Brief regering : Reactie op verzoek commissie over de brief van SchipholWatch over de uitstoot van zorgwekkende stoffen door de luchthaven Schiphol
31 936 Luchtvaartbeleid
Nr. 893
BRIEF VAN DE MINISTER VAN INFRASTRUCTUUR EN WATERSTAAT
Aan de Voorzitter van de Tweede Kamer der Staten-Generaal
Den Haag, 10 november 2021
Per brief van 30 september 2021 hebt u mij en de Staatssecretaris van Infrastructuur
en Waterstaat om een reactie gevraagd op de door u ontvangen brief van SchipholWatch
over de uitstoot van zorgwekkende stoffen door de luchthaven Schiphol.
In de voorliggende brief geef ik u mede namens de Staatssecretaris de door u gevraagde
reactie. In de beantwoording is aansluiting gezocht bij de zes verzoeken die door
Schipholwatch in de brief zijn opgenomen.
1. «Voor Schiphol en de andere luchthavens in ons land uit te spreken dat er geen toekomst
is voor deze bedrijven en de op de luchthavens opererende bedrijven als deze zoveel
zeer zorgwekkende en milieubalans stoffen blijven uitstoten.
2. Dit consequent door te vertalen in het huidige en toekomstige beleid voor de luchtvaartsector
zoals door uw Ministerie wordt gevoerd, zodat voor alle bewoners in de directe en
verdere nabijheid van vliegvelden een veilige en gezonde leefomgeving kan worden gegarandeerd.»
Reactie op de verzoeken 1 en 2:
In de Luchtvaartnota is een nieuwe koers uitgezet naar een duurzame luchtvaartsector
(Luchtvaartnota 2020–2050, Kamerstuk 31 936, nr. 820).
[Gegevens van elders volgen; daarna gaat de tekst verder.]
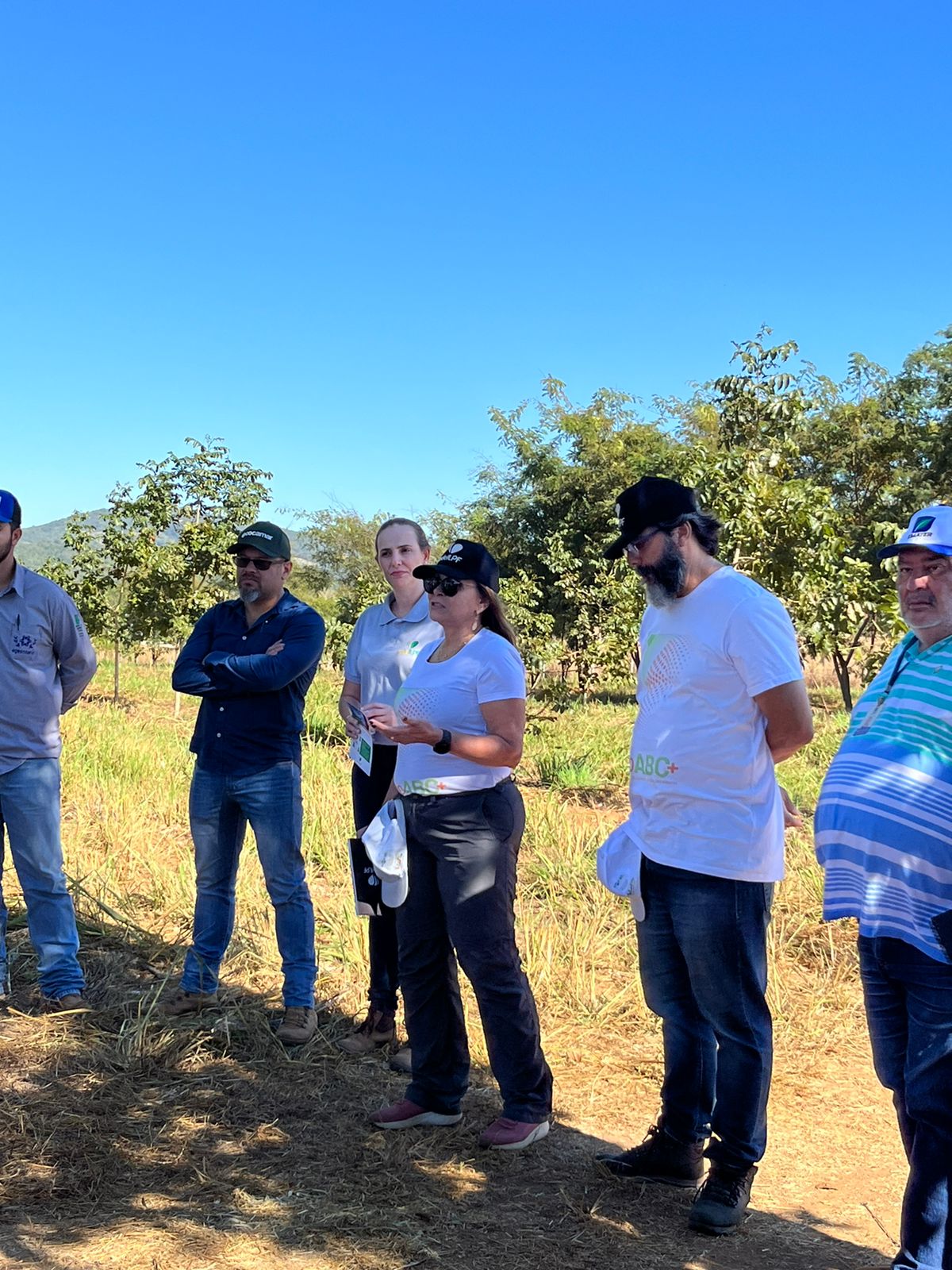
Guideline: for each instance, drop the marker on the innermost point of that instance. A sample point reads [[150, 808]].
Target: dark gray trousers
[[463, 854]]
Ook de luchtvaart zal moeten bijdragen aan een veilige en gezonde leefomgeving.
Met name hoofdstuk 4 van de Luchtvaartnota («Een gezonde, aantrekkelijke leefomgeving»)
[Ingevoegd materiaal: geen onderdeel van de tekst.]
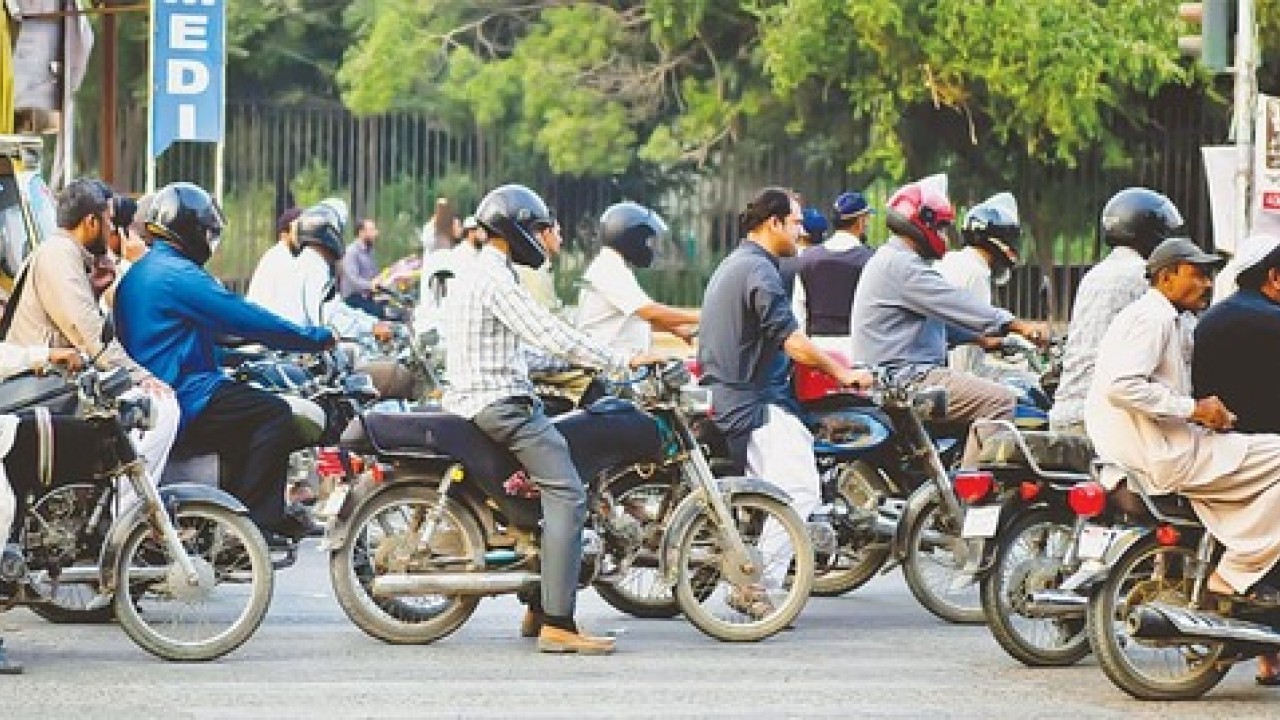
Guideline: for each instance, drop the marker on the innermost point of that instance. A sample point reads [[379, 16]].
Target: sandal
[[752, 601]]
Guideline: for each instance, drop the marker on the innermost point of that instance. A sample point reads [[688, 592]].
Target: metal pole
[[1244, 105], [109, 142]]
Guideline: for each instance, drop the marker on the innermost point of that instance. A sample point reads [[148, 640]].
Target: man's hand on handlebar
[[67, 358]]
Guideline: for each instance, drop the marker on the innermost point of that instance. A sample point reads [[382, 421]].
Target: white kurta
[[1137, 415]]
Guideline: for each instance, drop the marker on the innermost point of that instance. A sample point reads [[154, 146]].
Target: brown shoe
[[554, 639], [531, 624]]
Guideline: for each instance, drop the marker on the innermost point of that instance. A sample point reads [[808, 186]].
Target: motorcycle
[[1150, 619], [183, 569], [1019, 528], [444, 516]]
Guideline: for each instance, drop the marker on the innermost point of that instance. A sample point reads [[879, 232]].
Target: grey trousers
[[520, 424]]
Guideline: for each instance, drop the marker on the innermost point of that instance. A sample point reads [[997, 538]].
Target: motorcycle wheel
[[378, 531], [703, 589], [641, 592], [1029, 559], [59, 516], [856, 560], [1151, 670], [169, 616], [935, 555]]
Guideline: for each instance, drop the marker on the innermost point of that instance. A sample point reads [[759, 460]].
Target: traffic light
[[1216, 21]]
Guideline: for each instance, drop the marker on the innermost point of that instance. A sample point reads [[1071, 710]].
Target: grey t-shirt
[[746, 317]]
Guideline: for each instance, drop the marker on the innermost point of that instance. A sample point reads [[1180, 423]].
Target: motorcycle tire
[[931, 543], [1029, 559], [641, 592], [856, 560], [398, 620], [155, 601], [1147, 572], [707, 597]]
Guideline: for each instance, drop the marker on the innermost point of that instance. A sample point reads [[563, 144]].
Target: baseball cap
[[850, 205], [1179, 250]]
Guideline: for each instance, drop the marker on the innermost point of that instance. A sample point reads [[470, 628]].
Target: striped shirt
[[488, 315]]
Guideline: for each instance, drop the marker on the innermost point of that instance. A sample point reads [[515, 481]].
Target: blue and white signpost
[[187, 91]]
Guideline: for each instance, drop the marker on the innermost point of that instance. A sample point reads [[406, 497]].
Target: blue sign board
[[187, 72]]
sluit aan bij de onderwerpen die in de brief van Schipholwatch zijn genoemd. In dat
hoofdstuk staat dat het Rijk als doel stelt dat de negatieve gezondheidseffecten door
luchtvaart verminderen en wordt ingezet op het verbeteren van de kwaliteit van de
leefomgeving rond luchthavens.
Daarbij wordt specifiek ingegaan op ultrafijn stof. Het ministerie heeft in 2017 aan
het RIVM opdracht gegeven om een langjarig onderzoekprogramma uit te voeren naar de
gezondheidsrisico’s van ultrafijn stof uit de luchtvaart, juist omdat er daarover
weinig bekend is. Vooruitlopend op de inzichten van het onderzoek heeft Schiphol een
actieplan ultrafijn stof opgesteld om de uitstoot van ultrafijn stof op de luchthaven
te verminderen, bijvoorbeeld door duurzaam taxiën.
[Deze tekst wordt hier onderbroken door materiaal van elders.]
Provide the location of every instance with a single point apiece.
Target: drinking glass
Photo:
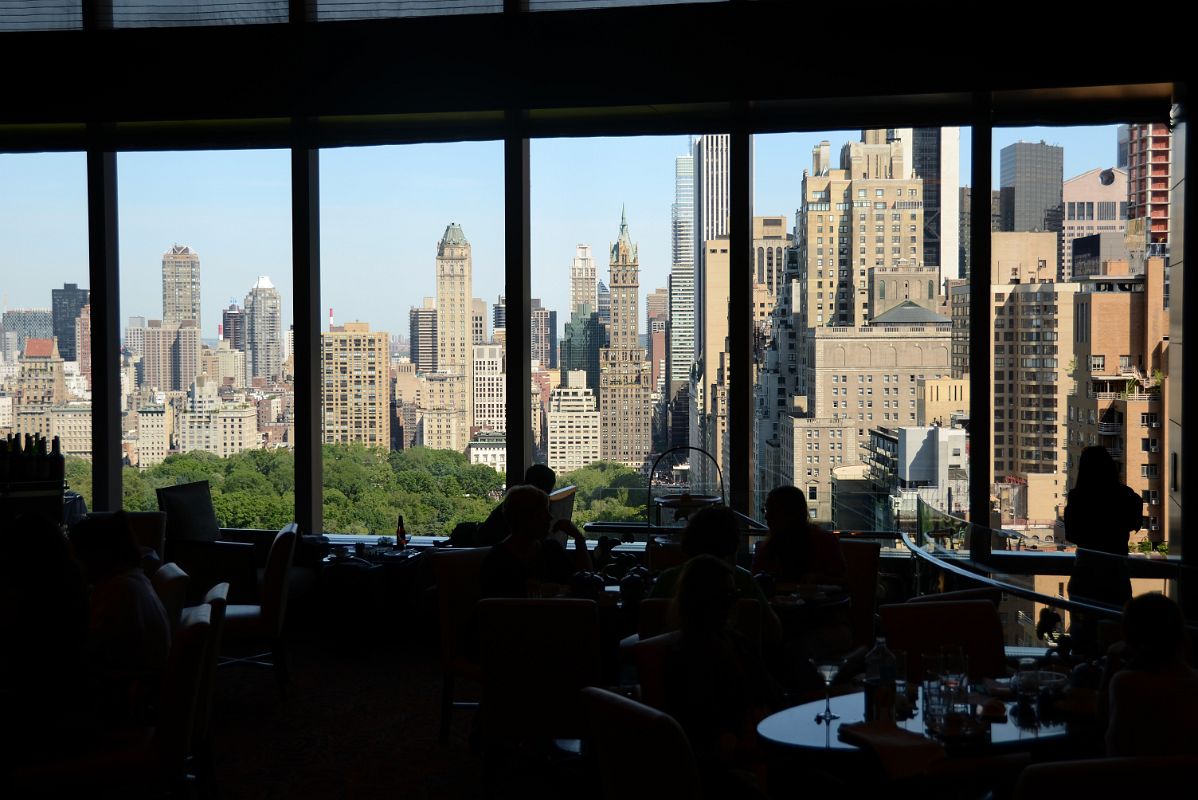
(828, 670)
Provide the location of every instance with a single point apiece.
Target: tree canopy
(365, 489)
Verder kunnen in het kader van de Luchtvaartnota de inzet op het gaan gebruiken van
duurzame brandstoffen (biokerosine en synthetische kerosine), de innovaties voor de
langere termijn (zoals elektrische of hybride vliegtuigen), efficiënter vliegen (minder
omvliegen vermindert emissies) en vlootvernieuwing (schonere motoren) worden genoemd.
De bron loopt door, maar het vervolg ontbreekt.